[Date Prev][Date Next][Thread Prev][Thread Next][Date Index][Thread Index]
Re: index sorting in texi2any in C issue with spaces
From: |
Patrice Dumas |
Subject: |
Re: index sorting in texi2any in C issue with spaces |
Date: |
Wed, 31 Jan 2024 23:11:02 +0100 |
On Wed, Jan 31, 2024 at 08:10:56PM +0000, Gavin Smith wrote:
> On Wed, Jan 31, 2024 at 10:15:08AM +0100, Patrice Dumas wrote:
> > Hello,
> >
> > I implemented index sorting in C with XS interface in texi2any.

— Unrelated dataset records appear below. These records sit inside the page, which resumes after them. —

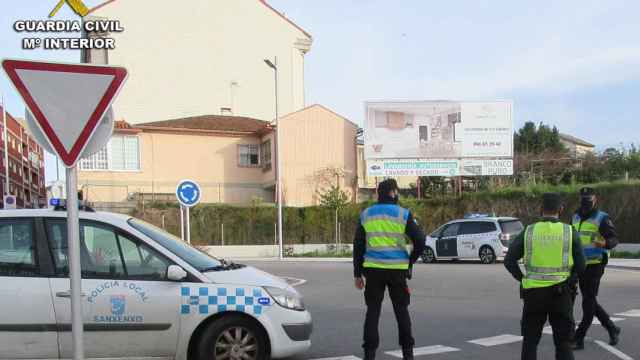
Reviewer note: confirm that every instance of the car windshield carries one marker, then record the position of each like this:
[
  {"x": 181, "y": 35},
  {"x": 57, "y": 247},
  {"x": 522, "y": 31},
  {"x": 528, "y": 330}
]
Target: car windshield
[
  {"x": 194, "y": 257},
  {"x": 511, "y": 227}
]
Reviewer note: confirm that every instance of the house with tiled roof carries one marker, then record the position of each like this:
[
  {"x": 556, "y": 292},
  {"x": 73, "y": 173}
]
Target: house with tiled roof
[
  {"x": 577, "y": 147},
  {"x": 231, "y": 157},
  {"x": 190, "y": 58}
]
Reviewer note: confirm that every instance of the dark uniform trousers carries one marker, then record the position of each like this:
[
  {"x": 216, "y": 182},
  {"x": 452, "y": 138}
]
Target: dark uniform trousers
[
  {"x": 377, "y": 280},
  {"x": 553, "y": 303},
  {"x": 589, "y": 286}
]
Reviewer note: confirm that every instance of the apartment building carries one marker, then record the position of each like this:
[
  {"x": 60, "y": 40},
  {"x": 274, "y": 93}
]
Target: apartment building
[{"x": 26, "y": 164}]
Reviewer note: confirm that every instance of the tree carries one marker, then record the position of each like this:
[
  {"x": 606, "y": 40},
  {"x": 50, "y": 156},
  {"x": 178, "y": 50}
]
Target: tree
[
  {"x": 335, "y": 199},
  {"x": 532, "y": 139}
]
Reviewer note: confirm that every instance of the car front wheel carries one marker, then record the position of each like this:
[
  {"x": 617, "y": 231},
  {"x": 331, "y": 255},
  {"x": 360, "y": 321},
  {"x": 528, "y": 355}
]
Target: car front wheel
[
  {"x": 233, "y": 338},
  {"x": 487, "y": 255},
  {"x": 428, "y": 257}
]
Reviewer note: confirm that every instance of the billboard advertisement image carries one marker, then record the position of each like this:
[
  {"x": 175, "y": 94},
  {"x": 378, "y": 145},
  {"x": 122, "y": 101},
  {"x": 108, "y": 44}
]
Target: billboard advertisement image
[{"x": 414, "y": 138}]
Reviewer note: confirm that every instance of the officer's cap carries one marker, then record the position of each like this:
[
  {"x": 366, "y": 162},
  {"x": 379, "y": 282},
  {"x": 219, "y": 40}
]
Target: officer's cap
[
  {"x": 551, "y": 201},
  {"x": 587, "y": 191}
]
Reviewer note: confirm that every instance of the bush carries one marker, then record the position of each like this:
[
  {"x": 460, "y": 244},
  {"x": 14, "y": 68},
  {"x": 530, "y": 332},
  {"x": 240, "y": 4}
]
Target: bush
[{"x": 255, "y": 224}]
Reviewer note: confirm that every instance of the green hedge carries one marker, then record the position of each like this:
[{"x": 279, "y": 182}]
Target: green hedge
[{"x": 315, "y": 225}]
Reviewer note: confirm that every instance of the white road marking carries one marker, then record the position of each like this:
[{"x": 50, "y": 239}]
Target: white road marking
[
  {"x": 613, "y": 350},
  {"x": 547, "y": 329},
  {"x": 630, "y": 313},
  {"x": 350, "y": 357},
  {"x": 623, "y": 270},
  {"x": 497, "y": 340},
  {"x": 293, "y": 281},
  {"x": 425, "y": 350}
]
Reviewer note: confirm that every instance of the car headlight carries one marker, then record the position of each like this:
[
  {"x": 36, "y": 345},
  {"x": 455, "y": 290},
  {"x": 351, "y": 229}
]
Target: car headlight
[{"x": 286, "y": 298}]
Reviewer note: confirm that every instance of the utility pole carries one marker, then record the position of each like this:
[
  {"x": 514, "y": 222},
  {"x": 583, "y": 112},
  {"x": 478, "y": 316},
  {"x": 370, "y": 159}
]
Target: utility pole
[{"x": 274, "y": 65}]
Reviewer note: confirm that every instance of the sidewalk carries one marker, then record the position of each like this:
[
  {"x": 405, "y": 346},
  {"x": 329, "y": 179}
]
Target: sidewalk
[{"x": 633, "y": 264}]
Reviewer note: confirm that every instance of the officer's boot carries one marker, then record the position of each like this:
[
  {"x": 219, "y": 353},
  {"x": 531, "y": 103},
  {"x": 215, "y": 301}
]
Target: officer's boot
[
  {"x": 369, "y": 354},
  {"x": 614, "y": 335},
  {"x": 578, "y": 343},
  {"x": 407, "y": 353}
]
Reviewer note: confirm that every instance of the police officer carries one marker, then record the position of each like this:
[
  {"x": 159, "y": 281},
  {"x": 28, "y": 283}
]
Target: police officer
[
  {"x": 381, "y": 260},
  {"x": 597, "y": 235},
  {"x": 552, "y": 259}
]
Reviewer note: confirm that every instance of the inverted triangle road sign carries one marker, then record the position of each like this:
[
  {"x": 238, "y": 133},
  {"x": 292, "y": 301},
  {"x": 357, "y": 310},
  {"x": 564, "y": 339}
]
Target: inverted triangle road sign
[{"x": 67, "y": 100}]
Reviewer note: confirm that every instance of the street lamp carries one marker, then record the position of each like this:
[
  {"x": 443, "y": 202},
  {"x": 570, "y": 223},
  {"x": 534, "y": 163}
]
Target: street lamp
[{"x": 274, "y": 65}]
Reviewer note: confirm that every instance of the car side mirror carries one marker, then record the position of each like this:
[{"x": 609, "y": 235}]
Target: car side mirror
[{"x": 176, "y": 273}]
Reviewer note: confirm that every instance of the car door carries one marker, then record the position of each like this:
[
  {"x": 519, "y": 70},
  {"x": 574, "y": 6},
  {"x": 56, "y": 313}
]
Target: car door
[
  {"x": 446, "y": 244},
  {"x": 27, "y": 318},
  {"x": 129, "y": 308}
]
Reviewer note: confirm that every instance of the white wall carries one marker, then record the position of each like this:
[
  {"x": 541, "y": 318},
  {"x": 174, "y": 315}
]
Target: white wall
[{"x": 182, "y": 60}]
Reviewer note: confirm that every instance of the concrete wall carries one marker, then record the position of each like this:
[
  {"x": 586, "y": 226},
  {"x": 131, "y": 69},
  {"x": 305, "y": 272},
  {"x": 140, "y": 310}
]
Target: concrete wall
[
  {"x": 204, "y": 55},
  {"x": 315, "y": 141}
]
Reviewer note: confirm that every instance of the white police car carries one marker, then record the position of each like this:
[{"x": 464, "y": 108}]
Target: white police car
[
  {"x": 146, "y": 294},
  {"x": 477, "y": 236}
]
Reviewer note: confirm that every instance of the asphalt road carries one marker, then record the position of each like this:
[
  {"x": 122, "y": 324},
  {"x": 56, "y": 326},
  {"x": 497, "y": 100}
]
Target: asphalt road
[{"x": 452, "y": 304}]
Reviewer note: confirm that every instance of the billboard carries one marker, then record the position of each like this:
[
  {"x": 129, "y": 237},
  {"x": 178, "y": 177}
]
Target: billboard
[{"x": 427, "y": 138}]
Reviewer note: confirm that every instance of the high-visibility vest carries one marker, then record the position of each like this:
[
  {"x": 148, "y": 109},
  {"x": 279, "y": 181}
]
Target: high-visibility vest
[
  {"x": 547, "y": 254},
  {"x": 589, "y": 231},
  {"x": 384, "y": 225}
]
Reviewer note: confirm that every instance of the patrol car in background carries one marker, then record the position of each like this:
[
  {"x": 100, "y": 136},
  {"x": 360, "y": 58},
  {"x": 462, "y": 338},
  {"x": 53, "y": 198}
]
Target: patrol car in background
[
  {"x": 477, "y": 236},
  {"x": 146, "y": 294}
]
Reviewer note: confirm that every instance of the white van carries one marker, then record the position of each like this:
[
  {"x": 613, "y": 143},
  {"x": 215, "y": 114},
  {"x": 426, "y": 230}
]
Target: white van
[
  {"x": 474, "y": 237},
  {"x": 146, "y": 294}
]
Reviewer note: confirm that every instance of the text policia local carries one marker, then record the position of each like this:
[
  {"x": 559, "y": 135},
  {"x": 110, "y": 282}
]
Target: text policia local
[{"x": 99, "y": 27}]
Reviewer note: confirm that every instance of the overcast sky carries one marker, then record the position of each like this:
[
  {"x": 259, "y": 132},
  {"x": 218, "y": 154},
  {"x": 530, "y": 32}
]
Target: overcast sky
[{"x": 573, "y": 64}]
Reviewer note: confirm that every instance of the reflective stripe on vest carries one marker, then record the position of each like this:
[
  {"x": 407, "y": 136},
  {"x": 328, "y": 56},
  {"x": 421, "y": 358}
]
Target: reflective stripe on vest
[
  {"x": 384, "y": 225},
  {"x": 546, "y": 262},
  {"x": 589, "y": 231}
]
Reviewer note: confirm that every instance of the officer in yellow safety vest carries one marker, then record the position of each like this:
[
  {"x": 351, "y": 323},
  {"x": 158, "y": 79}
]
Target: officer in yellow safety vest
[
  {"x": 381, "y": 260},
  {"x": 552, "y": 257},
  {"x": 597, "y": 235}
]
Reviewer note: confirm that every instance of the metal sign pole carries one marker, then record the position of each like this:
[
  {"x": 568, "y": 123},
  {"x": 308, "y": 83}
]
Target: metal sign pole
[
  {"x": 188, "y": 227},
  {"x": 182, "y": 223},
  {"x": 73, "y": 237},
  {"x": 6, "y": 148}
]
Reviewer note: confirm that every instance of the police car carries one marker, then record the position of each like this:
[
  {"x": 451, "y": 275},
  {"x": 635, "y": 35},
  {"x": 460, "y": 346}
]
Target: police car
[
  {"x": 477, "y": 236},
  {"x": 145, "y": 294}
]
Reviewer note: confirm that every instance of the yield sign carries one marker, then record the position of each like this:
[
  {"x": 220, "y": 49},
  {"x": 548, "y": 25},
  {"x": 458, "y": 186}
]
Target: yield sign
[{"x": 67, "y": 100}]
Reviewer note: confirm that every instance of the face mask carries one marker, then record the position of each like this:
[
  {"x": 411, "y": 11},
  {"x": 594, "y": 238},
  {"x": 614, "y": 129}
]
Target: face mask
[{"x": 586, "y": 205}]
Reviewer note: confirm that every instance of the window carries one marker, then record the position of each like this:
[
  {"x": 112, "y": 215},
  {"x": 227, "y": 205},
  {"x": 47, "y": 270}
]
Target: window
[
  {"x": 122, "y": 153},
  {"x": 97, "y": 161},
  {"x": 451, "y": 230},
  {"x": 194, "y": 257},
  {"x": 476, "y": 227},
  {"x": 106, "y": 253},
  {"x": 249, "y": 155},
  {"x": 17, "y": 249},
  {"x": 437, "y": 233},
  {"x": 265, "y": 155}
]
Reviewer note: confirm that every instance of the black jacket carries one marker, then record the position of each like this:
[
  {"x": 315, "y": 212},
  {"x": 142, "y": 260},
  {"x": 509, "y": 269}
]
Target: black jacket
[
  {"x": 607, "y": 229},
  {"x": 516, "y": 252},
  {"x": 412, "y": 230}
]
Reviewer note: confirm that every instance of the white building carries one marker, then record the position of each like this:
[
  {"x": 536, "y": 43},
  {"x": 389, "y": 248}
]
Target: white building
[{"x": 189, "y": 58}]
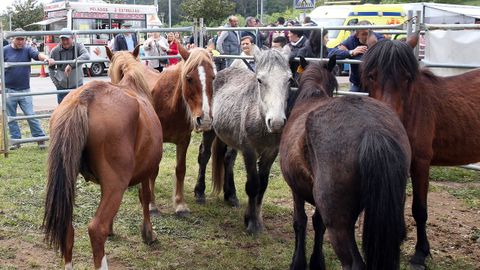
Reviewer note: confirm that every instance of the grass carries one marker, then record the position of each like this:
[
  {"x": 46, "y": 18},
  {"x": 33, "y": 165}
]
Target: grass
[{"x": 212, "y": 237}]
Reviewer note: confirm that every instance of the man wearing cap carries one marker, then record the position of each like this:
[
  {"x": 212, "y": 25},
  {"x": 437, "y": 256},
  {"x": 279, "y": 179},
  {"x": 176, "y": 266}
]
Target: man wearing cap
[
  {"x": 17, "y": 80},
  {"x": 125, "y": 41},
  {"x": 67, "y": 76}
]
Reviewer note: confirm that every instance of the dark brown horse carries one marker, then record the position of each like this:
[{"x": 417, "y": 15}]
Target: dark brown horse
[
  {"x": 182, "y": 97},
  {"x": 440, "y": 115},
  {"x": 345, "y": 155},
  {"x": 108, "y": 132}
]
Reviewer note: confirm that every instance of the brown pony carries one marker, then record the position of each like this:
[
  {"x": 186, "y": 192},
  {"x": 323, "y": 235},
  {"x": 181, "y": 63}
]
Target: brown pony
[
  {"x": 110, "y": 134},
  {"x": 440, "y": 115},
  {"x": 182, "y": 97},
  {"x": 345, "y": 155}
]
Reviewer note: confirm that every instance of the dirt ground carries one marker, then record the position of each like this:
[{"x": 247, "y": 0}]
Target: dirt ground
[{"x": 452, "y": 229}]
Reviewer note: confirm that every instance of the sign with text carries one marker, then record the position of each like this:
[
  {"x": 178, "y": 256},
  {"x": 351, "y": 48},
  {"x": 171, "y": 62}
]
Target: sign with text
[{"x": 304, "y": 4}]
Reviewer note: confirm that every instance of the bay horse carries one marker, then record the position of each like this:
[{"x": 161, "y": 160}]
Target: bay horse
[
  {"x": 248, "y": 115},
  {"x": 182, "y": 97},
  {"x": 109, "y": 133},
  {"x": 440, "y": 115},
  {"x": 345, "y": 155}
]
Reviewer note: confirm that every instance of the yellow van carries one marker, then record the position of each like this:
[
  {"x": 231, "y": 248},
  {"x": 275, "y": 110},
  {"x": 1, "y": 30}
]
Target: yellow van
[{"x": 343, "y": 15}]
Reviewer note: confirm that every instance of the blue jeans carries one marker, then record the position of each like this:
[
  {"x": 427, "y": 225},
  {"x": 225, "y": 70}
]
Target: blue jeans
[{"x": 26, "y": 105}]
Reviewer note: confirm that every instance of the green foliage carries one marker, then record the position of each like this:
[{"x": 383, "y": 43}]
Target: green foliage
[
  {"x": 26, "y": 12},
  {"x": 212, "y": 11}
]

> > When unicode collation is wanted, based on my understanding of
> > Eli suggestions, a collation locale is set to "en_US.utf-8", by
> > newlocale (LC_COLLATE_MASK, "en_US.utf-8", 0)
> > and then strxfrm_l is used (which should be the same as using
> > strcoll_l). With conversion in C/with XS set with environment variable
> > TEXINFO_XS_CONVERT=1 and for now only for HTML, if TEST customization
> > variable is not set.
>
> It seems like a pretty obscure interface. It is barely
> documented - newlocale is in the Linux Man Pages but not the
> glibc manual, and strxfrm_l was only in the Posix standard
> (https://pubs.opengroup.org/onlinepubs/9699919799/functions/strxfrm.html).
> I don't know of any other way of accessing the collation functionality.
>
> Do you know how portable it is?
I guess not that much, but it seems to exist on MacOS and Windows in
some way according to internet searches. If it does not work the same
on those platforms we could accept patches.
> The documentation for the corresponding
> Gnulib module says the following:
>
> Portability problems not fixed by Gnulib:
>
> This function is missing on many platforms: FreeBSD 6.0, NetBSD 5.0,
> OpenBSD 6.0, Minix 3.1.8, AIX 5.1, HP-UX 11, IRIX 6.5, Solaris 11.3,
> Cygwin 1.7.x, mingw, MSVC 14, Android 4.4.
>
> <https://www.gnu.org/software/gnulib/manual/html_node/strxfrm_005fl.html>
>
> Could it be possible to have an option of "current locale" collation
> which could use more standard interfaces?
That could be possible, it would be with strxfrm.
> Moreover, en_US.utf-8 will use collation appropriate for (US) English.
> There may be language-specific "tailoring" for other languages (e.g.
> Swedish) that the user may wish to use instead. Hence, it may be
> a good idea to allow use of a user-specified locale for collation through
> the C code.
That would not be difficult to implement as a customization variable.
What about COLLATION_LANGUAGE?
> I expect it would require creating a glibc locale to change the collation
> order, which is not something we can do.
I agree. I suppose that the best we can do is allow for the Perl
collation to be used and document the differences.
--
Pat